Oliver is a bright 12-year-old who lives in the shadow of his parents’ loss of their first son. His family appears fine on the outside, but is broken behind closed doors. As they work out their faith, Oliver is left to grapple with his own belief in God and the answers to life’s biggest questions: Why am I here? What happens after death? Who made us? An angel disguised as a quirky traveler is sent to help him bring the pieces of the puzzle together. As Oliver’s struggles cause him to mistakenly look to science for answers, he discovers God is found by faith not by sight.

Those first two sentences are movie No. 1. The horrible false dichotomy of faith and science is movie No. 2. And the “angel disguised as a quirky traveler” is movie No. 3 — one that has no business anywhere near movies 1 & 2.

• I Am Gabriel is another angelic visitor movie. It’s notable mainly for the Kent family reunion of Jon Schneider and Dean Cain, but not even Superman could save this thing and its treacly advocacy of the so-called prosperity gospel.
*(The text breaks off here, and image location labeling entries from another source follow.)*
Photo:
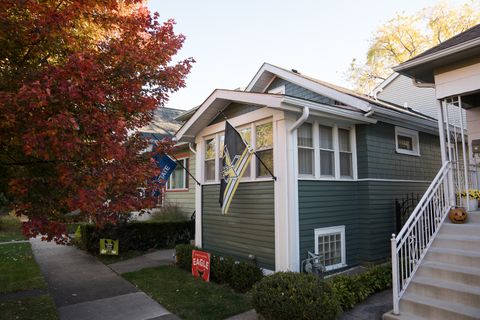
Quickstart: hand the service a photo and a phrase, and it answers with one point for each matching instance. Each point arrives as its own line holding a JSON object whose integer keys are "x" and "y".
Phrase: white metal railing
{"x": 412, "y": 242}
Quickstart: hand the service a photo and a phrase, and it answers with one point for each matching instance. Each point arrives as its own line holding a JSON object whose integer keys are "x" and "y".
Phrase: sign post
{"x": 109, "y": 247}
{"x": 201, "y": 265}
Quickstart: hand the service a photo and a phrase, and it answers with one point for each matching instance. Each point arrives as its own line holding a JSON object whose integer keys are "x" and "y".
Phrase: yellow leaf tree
{"x": 404, "y": 37}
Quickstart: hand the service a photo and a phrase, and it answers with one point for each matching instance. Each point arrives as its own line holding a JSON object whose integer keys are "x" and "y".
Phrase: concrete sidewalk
{"x": 85, "y": 289}
{"x": 149, "y": 260}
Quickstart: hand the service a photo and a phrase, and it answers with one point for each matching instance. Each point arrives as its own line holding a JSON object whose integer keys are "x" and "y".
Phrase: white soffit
{"x": 267, "y": 72}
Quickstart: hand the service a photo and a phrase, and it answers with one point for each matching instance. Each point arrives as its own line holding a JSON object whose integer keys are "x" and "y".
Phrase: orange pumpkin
{"x": 457, "y": 215}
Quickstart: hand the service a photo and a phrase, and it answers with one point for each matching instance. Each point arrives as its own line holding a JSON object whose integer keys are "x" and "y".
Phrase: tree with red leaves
{"x": 77, "y": 78}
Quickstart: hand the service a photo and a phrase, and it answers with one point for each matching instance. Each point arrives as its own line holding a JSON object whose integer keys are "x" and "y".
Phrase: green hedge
{"x": 241, "y": 276}
{"x": 139, "y": 235}
{"x": 353, "y": 289}
{"x": 291, "y": 295}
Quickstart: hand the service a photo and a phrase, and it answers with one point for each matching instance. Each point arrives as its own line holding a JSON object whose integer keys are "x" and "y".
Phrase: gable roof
{"x": 163, "y": 124}
{"x": 267, "y": 73}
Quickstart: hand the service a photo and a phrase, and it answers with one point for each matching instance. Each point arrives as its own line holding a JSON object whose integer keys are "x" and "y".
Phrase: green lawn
{"x": 36, "y": 308}
{"x": 187, "y": 297}
{"x": 18, "y": 269}
{"x": 10, "y": 229}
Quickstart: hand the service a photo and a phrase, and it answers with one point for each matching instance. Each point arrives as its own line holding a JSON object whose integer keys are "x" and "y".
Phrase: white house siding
{"x": 185, "y": 199}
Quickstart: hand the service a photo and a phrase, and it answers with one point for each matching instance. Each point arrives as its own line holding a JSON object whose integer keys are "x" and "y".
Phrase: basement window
{"x": 407, "y": 141}
{"x": 330, "y": 246}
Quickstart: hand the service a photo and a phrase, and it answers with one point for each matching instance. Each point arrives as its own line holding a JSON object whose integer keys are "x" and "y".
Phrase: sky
{"x": 230, "y": 40}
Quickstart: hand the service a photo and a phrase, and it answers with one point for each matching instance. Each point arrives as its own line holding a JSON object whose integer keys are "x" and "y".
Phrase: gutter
{"x": 302, "y": 119}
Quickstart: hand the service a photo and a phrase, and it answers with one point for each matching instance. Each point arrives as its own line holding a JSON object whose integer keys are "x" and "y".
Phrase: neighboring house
{"x": 180, "y": 188}
{"x": 340, "y": 159}
{"x": 436, "y": 264}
Yes — the prosperity gospel, meaning this one doesn’t so much look wholesome as, well, evil.

• In church youth group we went to evangelistic events by the Fellowship of Christian Athletes — a display of athletic prowess, followed by an awkward segue into an altar call. We saw that same formula in a host of similar events: Christian magicians, Christian weightlifters, Christian break-dancers, and of course Christian rock concerts. Foolishness is a video version of exactly the same thing, this time with skateboarding. EchoLight and director/skateboarder Brian Sumner seem to misunderstand that simple formula. The trailer showcases the altar call while downplaying the attraction and the hook: skateboarding. There’s nothing in this trailer I couldn’t see done by the kids at the local skatepark, and it all seems filmed in an attempt to make it seem even less impressive.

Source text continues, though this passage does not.